Thursday, July 15, 2010

Vatican revises norms for clerical abuse of minors, other ‘exceptionally serious’ crimes

The Holy See Press Office has published a revised edition of the 2001 norms dealing with clerical abuse of minors and other “exceptionally serious” crimes against faith and morals.

“The norms of canon law dealing with crimes of sexual abuse of minors by members of the clergy have been published today in a comprehensive and updated form, in a document which covers all the crimes the Church considers as exceptionally serious and, for that reason, subject to the competency of the Tribunal of the Congregation for the Doctrine of the Faith,” said Father Federico Lombardi, SJ, the director of the Holy See Press Office. “Apart from sexual abuse, these include crimes against the faith and against the Sacraments of the Eucharist, Penance and Holy Orders.”
The revised norms, approved by Pope Benedict XVI on May 21, were sent by the Congregation for the Doctrine of the Faith to all the bishops of the Church on that date.

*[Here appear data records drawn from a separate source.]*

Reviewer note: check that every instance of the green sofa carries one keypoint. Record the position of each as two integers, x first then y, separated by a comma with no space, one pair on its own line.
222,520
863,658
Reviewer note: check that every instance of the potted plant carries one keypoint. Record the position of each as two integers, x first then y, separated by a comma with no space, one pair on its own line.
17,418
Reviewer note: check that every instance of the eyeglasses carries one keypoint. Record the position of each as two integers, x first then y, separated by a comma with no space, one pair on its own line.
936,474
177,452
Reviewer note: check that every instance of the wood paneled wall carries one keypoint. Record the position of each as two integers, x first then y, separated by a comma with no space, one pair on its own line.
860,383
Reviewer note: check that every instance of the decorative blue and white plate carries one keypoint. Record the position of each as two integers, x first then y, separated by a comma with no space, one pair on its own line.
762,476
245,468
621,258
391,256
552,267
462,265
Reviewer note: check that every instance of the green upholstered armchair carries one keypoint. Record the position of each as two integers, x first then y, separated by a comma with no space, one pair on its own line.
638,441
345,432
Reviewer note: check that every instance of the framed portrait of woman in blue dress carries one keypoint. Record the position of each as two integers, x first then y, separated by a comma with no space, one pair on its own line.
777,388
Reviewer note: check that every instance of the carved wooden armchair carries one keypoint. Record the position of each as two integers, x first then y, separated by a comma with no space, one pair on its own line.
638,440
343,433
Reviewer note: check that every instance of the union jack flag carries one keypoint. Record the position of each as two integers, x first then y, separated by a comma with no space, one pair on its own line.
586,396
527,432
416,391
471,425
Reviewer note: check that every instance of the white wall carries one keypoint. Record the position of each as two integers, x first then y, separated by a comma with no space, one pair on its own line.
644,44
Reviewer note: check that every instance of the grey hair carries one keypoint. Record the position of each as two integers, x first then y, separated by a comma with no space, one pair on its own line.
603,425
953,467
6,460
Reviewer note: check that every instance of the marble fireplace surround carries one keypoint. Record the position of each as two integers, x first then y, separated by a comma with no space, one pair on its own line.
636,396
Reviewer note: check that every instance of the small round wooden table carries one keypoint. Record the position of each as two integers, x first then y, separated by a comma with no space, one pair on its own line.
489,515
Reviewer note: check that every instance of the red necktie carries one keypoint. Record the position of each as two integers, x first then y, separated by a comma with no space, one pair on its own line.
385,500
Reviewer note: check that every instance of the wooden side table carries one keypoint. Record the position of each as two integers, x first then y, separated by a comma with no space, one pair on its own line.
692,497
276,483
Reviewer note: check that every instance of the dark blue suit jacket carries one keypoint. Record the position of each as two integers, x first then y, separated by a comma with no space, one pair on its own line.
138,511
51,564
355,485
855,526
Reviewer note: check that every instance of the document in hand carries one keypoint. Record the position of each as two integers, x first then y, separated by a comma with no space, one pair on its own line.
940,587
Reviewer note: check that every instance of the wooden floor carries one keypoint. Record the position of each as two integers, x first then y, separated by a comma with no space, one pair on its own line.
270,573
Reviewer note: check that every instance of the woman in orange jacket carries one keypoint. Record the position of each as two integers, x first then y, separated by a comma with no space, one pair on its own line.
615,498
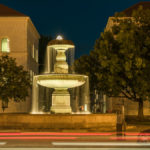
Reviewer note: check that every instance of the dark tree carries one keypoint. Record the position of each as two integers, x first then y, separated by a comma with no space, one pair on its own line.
121,59
14,81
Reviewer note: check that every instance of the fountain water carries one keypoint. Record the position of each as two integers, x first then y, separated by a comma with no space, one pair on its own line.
60,80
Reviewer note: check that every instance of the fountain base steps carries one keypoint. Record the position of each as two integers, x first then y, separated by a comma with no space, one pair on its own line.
61,101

The revised norms (Normae de Gravioribus Delictis) codify seven modifications originally made by Pope John Paul II and confirmed by Pope Benedict in 2005-- most significantly the increase of the statute of limitations to 20 years, the right to lift the statute on a case-by-case basis, and the faculty to request that the Pontiff dismiss offenders from the clerical state without an ecclesial trial. Another modification granted the Congregation for the Doctrine of the Faith “the right, as mandated by the Roman Pontiff, to judge Cardinals, Patriarchs, Legates of the Apostolic See, [and] Bishops.”

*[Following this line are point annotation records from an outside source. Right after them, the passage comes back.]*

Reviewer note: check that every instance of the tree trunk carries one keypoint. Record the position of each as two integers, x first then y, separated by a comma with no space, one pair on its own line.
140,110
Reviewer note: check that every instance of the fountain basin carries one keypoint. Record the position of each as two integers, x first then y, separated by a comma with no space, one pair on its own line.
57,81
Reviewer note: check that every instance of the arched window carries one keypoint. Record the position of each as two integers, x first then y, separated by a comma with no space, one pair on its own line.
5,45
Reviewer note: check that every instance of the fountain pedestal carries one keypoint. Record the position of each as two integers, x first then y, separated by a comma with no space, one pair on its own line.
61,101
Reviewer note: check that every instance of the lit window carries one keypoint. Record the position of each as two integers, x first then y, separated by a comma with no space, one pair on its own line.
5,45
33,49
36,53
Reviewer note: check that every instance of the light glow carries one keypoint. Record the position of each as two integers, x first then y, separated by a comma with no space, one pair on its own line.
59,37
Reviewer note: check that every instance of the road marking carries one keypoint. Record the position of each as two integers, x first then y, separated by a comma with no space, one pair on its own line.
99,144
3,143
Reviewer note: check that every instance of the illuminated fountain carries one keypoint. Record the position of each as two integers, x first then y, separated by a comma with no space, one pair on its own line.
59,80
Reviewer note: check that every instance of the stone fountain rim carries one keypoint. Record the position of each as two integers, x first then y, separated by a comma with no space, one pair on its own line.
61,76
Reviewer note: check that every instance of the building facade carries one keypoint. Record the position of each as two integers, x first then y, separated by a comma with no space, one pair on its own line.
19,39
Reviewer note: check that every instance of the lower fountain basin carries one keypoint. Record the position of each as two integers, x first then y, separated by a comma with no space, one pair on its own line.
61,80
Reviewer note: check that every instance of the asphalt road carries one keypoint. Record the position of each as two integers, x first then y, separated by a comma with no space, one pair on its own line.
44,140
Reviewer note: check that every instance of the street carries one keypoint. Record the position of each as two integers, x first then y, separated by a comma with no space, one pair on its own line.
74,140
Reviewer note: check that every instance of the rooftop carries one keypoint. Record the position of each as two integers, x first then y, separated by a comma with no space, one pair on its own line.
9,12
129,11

The revised norms also list crimes against faith and morals that were not included in the 2001 document, including heresy, apostasy, schism, “the indirect violation of the seal” of Confession, “the recording and divulgation of a sacramental confession done with malice,” “the attempted ordination of a woman,” and “the acquisition, possession or distribution of pornographic images of minors under the age of 14, a clerico turpe patrata [shamefully accomplished by a cleric], in any way and by any means.” Furthermore, the revised norms state that “a person over 18 years of age who is developmentally disabled is equated to a minor” in the norms’ treatment of the “more grave delicts against morals.”

The Holy See Press Office noted that the essence of the 2001 document remained unchanged; rather, “the Congregation for the Doctrine of the Faith felt it necessary to propose certain changes to these norms, not modifying the text in its entirety, but rather only in a few areas, in an effort to improve the application of the law.” Thus the following serious crimes are reserved to the Congregation for the Doctrine of the Faith in the 2001 norms and in the 2010 revision:

•throwing away, taking or retaining the consecrated species for a sacrilegious purpose, or profaning the consecrated species
•attempting the liturgical action of the Eucharistic sacrifice or the simulation thereof [citing Canon 1378, this norm applies to persons who have not been ordained priests]
•concelebrating the Eucharistic Sacrifice together with ministers of ecclesial communities which do not have Apostolic succession nor recognize the Sacramental dignity of priestly ordination
•consecrating one matter without the other in a Eucharistic celebration or both outside of a Eucharistic celebration
•absolution of an accomplice in the sin against the sixth commandment of the Decalogue
•solicitation to sin with the confessor against the sixth commandment of the Decalogue, in the act of, context of or pretext of the Sacrament of Penance
•direct violation of the Sacramental seal
•the violation of the sixth commandment of the Decalogue, committed by a cleric with a minor under the age of 18.